- Amikam Aharoni in his office at the Weizmann Institute of Science, Rehovot, Israel.
- Born: 5 August 1929 Safed, Palestine
- Died: 21 January 2002 (aged 72) Rehovot, Israel
- Scientific career
- Fields: Magnetism
- Workplaces: Weizmann Institute

= Amikam Aharoni =

Israeli physicist

Amikam Aharoni (עמיקם אַהֲרֹֹנִי; 5 August 1929 – 21 January 2002) was an Israeli physicist who has made numerous contributions to the fields of magnetism. He is the author of over a hundred works, with his research of ferromagnetism being most accredited.

==Education==
Born in Safed, Aharoni received a M.A. in physics from Hebrew University in 1953 and a Ph.D. in physics from the Weizmann Institute in 1957. His thesis was on magnetoresistive memory elements. His postdoc work with John Bardeen took him to the University of Illinois during 1958-1959. In 1971-1972, 1977–1978, and 1992 he was a senior research fellow in the Department of Metallurgy at the University of Oxford. In 1972 he was promoted to professor in the Department of Electronics at Weizmann Institute, and in 1978 he was appointed the Richard Kronstein Professor of Theoretical Magnetism.

==Research==

His research significantly advanced the theoretical understanding of magnetic phenomena.

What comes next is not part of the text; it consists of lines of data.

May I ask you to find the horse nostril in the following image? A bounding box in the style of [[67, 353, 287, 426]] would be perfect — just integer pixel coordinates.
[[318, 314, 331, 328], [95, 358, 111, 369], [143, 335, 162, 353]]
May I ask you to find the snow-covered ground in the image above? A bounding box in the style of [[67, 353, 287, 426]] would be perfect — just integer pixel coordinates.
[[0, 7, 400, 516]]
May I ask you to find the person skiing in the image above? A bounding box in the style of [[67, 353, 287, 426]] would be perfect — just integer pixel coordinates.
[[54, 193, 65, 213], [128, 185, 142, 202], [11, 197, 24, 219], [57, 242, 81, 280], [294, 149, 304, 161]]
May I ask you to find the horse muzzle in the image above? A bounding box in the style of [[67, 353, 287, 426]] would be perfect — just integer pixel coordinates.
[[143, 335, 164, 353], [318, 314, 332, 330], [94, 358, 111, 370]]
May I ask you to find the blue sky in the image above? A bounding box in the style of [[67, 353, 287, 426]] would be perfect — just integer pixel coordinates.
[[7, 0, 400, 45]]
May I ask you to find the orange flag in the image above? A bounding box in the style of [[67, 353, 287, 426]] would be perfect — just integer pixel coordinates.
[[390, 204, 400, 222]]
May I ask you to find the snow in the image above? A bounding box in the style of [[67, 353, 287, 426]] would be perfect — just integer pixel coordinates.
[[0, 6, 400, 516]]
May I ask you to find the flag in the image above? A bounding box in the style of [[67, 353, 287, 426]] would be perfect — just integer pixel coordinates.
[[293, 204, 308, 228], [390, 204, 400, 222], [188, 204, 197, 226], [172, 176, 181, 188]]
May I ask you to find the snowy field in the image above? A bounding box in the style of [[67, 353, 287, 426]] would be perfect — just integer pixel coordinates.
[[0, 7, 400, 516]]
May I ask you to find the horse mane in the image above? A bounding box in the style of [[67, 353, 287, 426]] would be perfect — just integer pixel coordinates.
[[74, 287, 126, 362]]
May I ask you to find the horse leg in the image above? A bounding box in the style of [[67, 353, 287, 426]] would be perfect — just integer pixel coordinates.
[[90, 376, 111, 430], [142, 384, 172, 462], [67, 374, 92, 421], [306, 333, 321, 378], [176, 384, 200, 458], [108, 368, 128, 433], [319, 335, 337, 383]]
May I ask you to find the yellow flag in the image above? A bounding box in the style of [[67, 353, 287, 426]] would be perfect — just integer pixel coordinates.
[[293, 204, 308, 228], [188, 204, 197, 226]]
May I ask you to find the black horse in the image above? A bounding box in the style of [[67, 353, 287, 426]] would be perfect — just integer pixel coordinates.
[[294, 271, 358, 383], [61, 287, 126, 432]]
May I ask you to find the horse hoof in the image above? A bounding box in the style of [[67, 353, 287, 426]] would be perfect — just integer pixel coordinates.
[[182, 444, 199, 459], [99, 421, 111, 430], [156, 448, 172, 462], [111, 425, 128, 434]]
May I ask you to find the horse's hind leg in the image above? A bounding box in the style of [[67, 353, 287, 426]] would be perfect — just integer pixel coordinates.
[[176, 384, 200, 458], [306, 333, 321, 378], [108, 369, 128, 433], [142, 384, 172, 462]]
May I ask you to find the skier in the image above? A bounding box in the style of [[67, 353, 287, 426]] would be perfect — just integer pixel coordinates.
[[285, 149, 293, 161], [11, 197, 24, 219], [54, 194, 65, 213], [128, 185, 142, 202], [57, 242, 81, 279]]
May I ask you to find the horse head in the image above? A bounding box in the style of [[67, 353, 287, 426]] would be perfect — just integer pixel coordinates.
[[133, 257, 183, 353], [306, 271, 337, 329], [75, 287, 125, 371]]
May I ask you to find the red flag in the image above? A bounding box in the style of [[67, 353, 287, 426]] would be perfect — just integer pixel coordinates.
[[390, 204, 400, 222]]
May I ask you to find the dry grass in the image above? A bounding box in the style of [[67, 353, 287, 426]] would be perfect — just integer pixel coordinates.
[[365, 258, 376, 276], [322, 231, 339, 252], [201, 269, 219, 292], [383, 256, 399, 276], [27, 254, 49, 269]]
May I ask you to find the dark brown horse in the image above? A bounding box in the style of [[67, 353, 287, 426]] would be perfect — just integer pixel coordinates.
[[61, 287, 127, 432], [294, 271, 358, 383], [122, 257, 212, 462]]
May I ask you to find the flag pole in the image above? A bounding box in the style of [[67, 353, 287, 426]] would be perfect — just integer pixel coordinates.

Aharoni's work on micromagnetics and the phenomenological theory of ferromagnets provided deep insights into the behavior of magnetic materials

Aharoni's 1996 book, "Introduction to the Theory of Ferromagnetism" has been described as an authoritative introduction to micromagnetism.

==Private life==
Aharoni's mother was a school teacher, and third-generation Israeli. His father was a teacher of mathematics (and distinguished chess master) who had emigrated from Russia, arriving in Israel in 1920. The family was religious, and Aharoni was able to recite from memory passages from both the bible and the talmud of considerable length.

In 1947, Aharoni's studies were disrupted by Israel's War of Independence. Aharoni joined the "Students' Brigade" and was deployed in and around Jerusalem, taking part in numerous actions during the city's 1947–1948 siege.

At the Weizmann Institute, Aharoni met his wife Henia, and the two were married in 1955. The couple had three sons and, in time, nine grandchildren. Aharoni formally retired in 1994.

==Awards==
Distinguished Lecturer of the IEEE Magnetics Society of 1993.